The greatest spur to mapmaking and cartography came in consequence of the Oregon Crisis and the establishing of the Colony of Vancouver Island under charter to the HBC. As the imperial tide rose so did the extent of mapmaking. Fort Rupert, with its coal, gets some minimal attention here as, likewise, does Nanaimo. Hydrographic surveying constituted another feature of this rise in interest, sparked as it was by American challenges to the San Juan Islands. But it was the Fraser River gold rush that was the great spur, for it put “the mainland” on all regional maps and was the subject of much discussion by those who never went near Vancouver Island or the goldfields, such as William Carew Hazlitt. Many mapmakers borrowed readily from others, incrementally building up the database. Not until the First World War and aerial photography did the technical means exist of mapping the many remote locales on Vancouver Island.

This work provides the essential maps, though it is certain that many others had to be set aside on grounds of size, condition, legibility, deterioration of the original, and perhaps expense of reproduction and of copyright clearance — these last the bugbears of modern scholarship. All in all, this entire book presents 131 individual maps and drawings with various degrees of clarity and legibility. Many a reader will be charmed by this very fine production. That having been said, the choice of title, though attractive to some, will be abhorrent to others. In the later category would be the First Nations whose patrimony has been subverted. Maps of Indian Reserves (and fights for enlargement of these reserves) do not feature and are, in terms of political sensitivities nowadays, conspicuously absent. There is a discussion of Strathcona Park under the head of “A Sea of Mountains” — perhaps a correct description, though surely an oddity because that term was first used by Sir Alexander Mackenzie in a different part of British Columbia when on route to the Pacific. The author seems convinced that Drake navigated as far as Vancouver Island when only a dotted, disappearing line on a rough map indicates that faint possibility. Such a claim, boldly made, is not universally credited. There are many fine plans, surveys, and maps of Victoria and its surroundings, and the accompanying narrative assists in telling the story of urban growth and suburban expansion of the town, city, and capital of the Province. There are maps, too, of railway lines and land concessions.
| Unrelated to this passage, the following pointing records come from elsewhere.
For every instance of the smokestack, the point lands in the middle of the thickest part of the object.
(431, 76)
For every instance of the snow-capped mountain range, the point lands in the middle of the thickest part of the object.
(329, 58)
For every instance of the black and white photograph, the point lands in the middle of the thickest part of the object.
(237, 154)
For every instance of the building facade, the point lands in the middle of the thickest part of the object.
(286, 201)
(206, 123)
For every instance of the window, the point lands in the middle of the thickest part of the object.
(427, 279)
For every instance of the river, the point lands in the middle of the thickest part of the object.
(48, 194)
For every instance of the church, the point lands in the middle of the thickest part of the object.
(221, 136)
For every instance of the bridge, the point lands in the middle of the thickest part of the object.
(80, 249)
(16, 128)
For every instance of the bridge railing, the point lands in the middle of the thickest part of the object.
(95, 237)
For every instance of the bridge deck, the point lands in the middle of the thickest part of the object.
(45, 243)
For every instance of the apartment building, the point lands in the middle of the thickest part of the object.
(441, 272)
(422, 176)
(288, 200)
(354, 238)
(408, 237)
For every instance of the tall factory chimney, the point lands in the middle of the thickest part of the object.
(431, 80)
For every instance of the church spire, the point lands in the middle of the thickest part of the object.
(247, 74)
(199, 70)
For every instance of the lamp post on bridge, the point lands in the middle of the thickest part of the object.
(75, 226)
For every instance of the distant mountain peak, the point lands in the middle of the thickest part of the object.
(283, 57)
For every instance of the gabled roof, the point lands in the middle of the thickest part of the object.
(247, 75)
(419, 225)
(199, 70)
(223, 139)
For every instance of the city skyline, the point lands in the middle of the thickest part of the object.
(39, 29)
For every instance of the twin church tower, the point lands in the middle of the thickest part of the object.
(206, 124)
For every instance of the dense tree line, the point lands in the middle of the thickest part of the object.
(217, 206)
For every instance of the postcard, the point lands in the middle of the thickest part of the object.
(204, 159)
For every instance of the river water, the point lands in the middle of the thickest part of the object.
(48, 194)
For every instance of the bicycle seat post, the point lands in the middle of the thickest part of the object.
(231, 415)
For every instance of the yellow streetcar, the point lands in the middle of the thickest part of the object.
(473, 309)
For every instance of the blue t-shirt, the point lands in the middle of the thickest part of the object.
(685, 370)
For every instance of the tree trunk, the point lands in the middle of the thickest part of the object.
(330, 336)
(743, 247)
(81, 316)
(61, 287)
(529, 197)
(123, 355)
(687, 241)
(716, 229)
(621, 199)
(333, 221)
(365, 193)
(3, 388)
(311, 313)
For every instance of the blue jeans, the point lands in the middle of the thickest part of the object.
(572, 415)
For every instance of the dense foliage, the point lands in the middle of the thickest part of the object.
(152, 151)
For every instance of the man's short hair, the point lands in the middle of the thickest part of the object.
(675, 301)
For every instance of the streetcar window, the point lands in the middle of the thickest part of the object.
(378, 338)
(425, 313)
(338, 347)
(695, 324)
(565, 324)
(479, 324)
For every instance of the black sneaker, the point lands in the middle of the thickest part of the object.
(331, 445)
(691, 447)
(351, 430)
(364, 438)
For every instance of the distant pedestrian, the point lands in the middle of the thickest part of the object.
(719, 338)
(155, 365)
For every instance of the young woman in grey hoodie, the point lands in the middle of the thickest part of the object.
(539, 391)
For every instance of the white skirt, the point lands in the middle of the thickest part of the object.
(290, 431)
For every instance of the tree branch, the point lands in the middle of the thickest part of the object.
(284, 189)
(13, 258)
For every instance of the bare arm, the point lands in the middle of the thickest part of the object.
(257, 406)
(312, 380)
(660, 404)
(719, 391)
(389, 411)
I was looking for one of the “Cordwood Limited,” the Victoria & Sidney Railway (founded 1892), thinking it an essential inclusion in view of current discussions about light rail, but had to find it elsewhere. Inasmuch as Chinatown Victoria is the oldest of its kind in Canada, I hoped to find it included here; but perhaps no contemporary map (or even a selected section of an urban map) could be found. At the end is a list of each map with page number conveniently cross-referenced for ease of study. There is a glossary of terms, also a brief bibliography of works consulted by the author. In all this is a fine book, and a very handsome production. Collectors of works in British Columbia history will wish it on their shelves for future use and enjoyment. This is a credit to author and publisher alike.

The Land of Heart’s Delight: Early Maps and Charts of Vancouver Island
By Michael Layland 
Victoria: TouchWood Editions, 2013. 240 pp. $39.95 cloth

This review has not yet appeared in BC Studies and may be altered upon publication.